Move promises to strengthen continent’s fight against modern slavery and human trafficking.

Recommendations developed by UNU-CPR’s Finance Against Slavery and Trafficking (FAST) initiative have been unanimously adopted by the 20 Member States of an influential regional body dedicated to addressing money laundering and the financing of terrorism in eastern and southern Africa.

The Eastern and Southern Africa Anti-Money Laundering Group (ESAAMLG), which held its 46th conference this week in Botswana, made the fight against modern slavery and human trafficking a fixed agenda point, a first for a regional body of its kind. The FAST recommendations will now be subject to an ongoing review mechanism in which Member States will need to regularly demonstrate their progress against each recommendation.

Attended by more than 500 delegates, the conference provided an opportunity to shape eastern and southern Africa’s response to money laundering, terrorist financing, and related offences. FAST’s intervention followed a decision by ESAAMLG to make modern slavery and human trafficking one of its key priorities moving forward.

According to figures reported in the ‘Global Estimates of Modern Slavery,’ a report published by Walk Free, the International Labour Organization, and the International Organization for Migration, around 7 million people live in conditions of HT/MS in Africa – 3.8 million in conditions of forced labour and 3.2 million in forced marriages. However, it is generally agreed that the number of persons from Africa trafficked to different regions across the world is significantly higher.

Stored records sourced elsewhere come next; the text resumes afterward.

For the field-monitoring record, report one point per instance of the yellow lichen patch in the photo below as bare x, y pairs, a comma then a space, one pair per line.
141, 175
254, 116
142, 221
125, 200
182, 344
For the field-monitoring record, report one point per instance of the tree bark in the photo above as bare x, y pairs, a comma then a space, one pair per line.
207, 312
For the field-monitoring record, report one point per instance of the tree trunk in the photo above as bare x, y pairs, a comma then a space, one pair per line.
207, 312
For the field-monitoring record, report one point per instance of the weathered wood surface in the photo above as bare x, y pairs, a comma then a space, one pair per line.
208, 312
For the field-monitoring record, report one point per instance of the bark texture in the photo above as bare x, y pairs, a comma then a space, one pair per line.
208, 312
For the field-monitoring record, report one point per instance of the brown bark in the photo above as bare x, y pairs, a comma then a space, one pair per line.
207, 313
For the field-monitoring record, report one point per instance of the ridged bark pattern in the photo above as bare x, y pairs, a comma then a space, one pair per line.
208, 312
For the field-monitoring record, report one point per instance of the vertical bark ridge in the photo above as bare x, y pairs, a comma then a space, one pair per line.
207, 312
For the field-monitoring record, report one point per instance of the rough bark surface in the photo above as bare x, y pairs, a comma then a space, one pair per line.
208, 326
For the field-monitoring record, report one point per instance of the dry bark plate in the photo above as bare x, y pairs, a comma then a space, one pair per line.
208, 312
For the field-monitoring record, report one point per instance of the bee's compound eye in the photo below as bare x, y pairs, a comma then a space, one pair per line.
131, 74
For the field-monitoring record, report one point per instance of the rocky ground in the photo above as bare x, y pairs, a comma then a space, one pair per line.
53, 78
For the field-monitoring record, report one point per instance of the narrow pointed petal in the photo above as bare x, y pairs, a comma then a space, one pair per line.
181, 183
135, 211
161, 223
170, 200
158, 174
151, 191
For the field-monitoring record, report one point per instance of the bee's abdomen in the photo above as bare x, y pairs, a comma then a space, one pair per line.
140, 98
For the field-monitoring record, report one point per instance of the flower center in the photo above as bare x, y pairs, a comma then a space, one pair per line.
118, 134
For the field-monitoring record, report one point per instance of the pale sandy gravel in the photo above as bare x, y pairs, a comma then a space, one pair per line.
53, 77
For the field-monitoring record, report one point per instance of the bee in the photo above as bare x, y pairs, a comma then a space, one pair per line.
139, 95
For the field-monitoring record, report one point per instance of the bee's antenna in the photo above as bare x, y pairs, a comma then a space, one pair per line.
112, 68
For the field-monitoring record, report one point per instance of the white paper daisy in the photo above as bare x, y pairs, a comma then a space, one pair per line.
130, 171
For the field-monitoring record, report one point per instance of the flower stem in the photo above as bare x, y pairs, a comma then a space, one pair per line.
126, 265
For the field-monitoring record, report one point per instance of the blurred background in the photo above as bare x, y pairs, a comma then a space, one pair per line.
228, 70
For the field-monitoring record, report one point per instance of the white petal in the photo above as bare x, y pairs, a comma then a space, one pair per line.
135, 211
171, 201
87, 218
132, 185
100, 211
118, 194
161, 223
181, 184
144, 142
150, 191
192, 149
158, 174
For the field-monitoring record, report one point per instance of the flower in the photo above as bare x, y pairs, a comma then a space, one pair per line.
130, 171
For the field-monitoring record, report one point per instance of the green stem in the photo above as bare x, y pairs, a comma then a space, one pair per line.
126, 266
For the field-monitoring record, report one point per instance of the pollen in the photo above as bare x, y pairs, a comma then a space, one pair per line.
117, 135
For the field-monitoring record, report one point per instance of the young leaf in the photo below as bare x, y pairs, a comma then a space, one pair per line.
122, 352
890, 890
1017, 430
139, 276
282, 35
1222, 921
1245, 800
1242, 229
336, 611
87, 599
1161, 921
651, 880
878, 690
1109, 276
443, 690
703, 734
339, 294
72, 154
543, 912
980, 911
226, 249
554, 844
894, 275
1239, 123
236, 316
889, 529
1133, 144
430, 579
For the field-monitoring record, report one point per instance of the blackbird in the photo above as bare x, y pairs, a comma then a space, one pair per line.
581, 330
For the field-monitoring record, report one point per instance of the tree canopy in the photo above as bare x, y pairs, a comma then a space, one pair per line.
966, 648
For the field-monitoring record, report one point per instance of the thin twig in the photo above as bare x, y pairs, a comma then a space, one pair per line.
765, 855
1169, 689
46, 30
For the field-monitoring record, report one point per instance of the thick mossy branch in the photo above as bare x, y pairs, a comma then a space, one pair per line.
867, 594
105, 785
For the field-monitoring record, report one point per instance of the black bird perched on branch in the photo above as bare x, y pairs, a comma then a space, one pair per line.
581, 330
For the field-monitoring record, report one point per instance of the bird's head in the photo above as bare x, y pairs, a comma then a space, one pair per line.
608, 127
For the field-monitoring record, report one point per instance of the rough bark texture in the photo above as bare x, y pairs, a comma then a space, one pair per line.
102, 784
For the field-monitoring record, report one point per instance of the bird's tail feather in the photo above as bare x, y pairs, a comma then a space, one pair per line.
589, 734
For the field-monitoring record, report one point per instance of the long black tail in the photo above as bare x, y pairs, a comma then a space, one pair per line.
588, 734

To help address Africa's modern slavery challenge, FAST made the following recommendations to ESAAMLG:

  • Use training materials and other relevant resources developed by FAST’s team of experts, including a training course for Financial Intelligence Unit (FIU) analysts on Modern Slavery, developed jointly with the global FIU training provider, the Egmont Centre of FIU Excellence and Leadership (ECOFEL).
  • Ensure that financial institutions and other relevant entities routinely create suspicious activity reports on modern slavery and human trafficking. Authorities can also raise awareness and make the topic a priority through its inclusion in national money laundering and terrorist financing risk assessments.
  • Provide tools and resources to help enhance the quality of suspicious activity reports, via the identification and sharing of high-risk activities, as well as operational intelligence gathered through public-private partnerships.
  • Ensure that suspicious activity reports can be automatically identified as modern slavery related, to allow for a prioritized assessment by FIUs and the swift initiation of potentially life-saving criminal investigations.
  • Enhance collaborations and efficient data exchange between FIUs, their foreign counterparts, and law enforcement.

Dr Frank Haberstroh, Anti-Money Laundering and Sanctions Lead at UNU-CPR, who represented the FAST initiative at the Conference, commented: “I commend ESAAMLG for supporting the fight against modern slavery and human trafficking and making these crimes a fixed agenda point for their future meetings. This is the first time that a regional body dedicated to money laundering and the financing of terrorism has prioritized modern slavery in this way. By doing so, they have demonstrated real leadership and we hope that other similar bodies around the World follow their example.”

Muluken Yirga Dubale, ESAAMLG’s Senior Legal and FIU Expert on Anti-Money Laundering and Counter-Terrorist Financing, added: “Modern slavery, trafficking in human beings, and associated money laundering offences are significant challenges in Southern and Eastern Africa. Given the scale of this problem and considering ESAAMLG’s role in the global anti-money laundering and counter-terrorist financing network, we felt it was necessary to prioritize modern slavery and adopt FAST’s recommendations to address this issue. At our next meeting in April, Member States will update the Task Force and Financial Intelligence Unit Forum of ESAAMLG, demonstrating how they have implemented the recommendations.”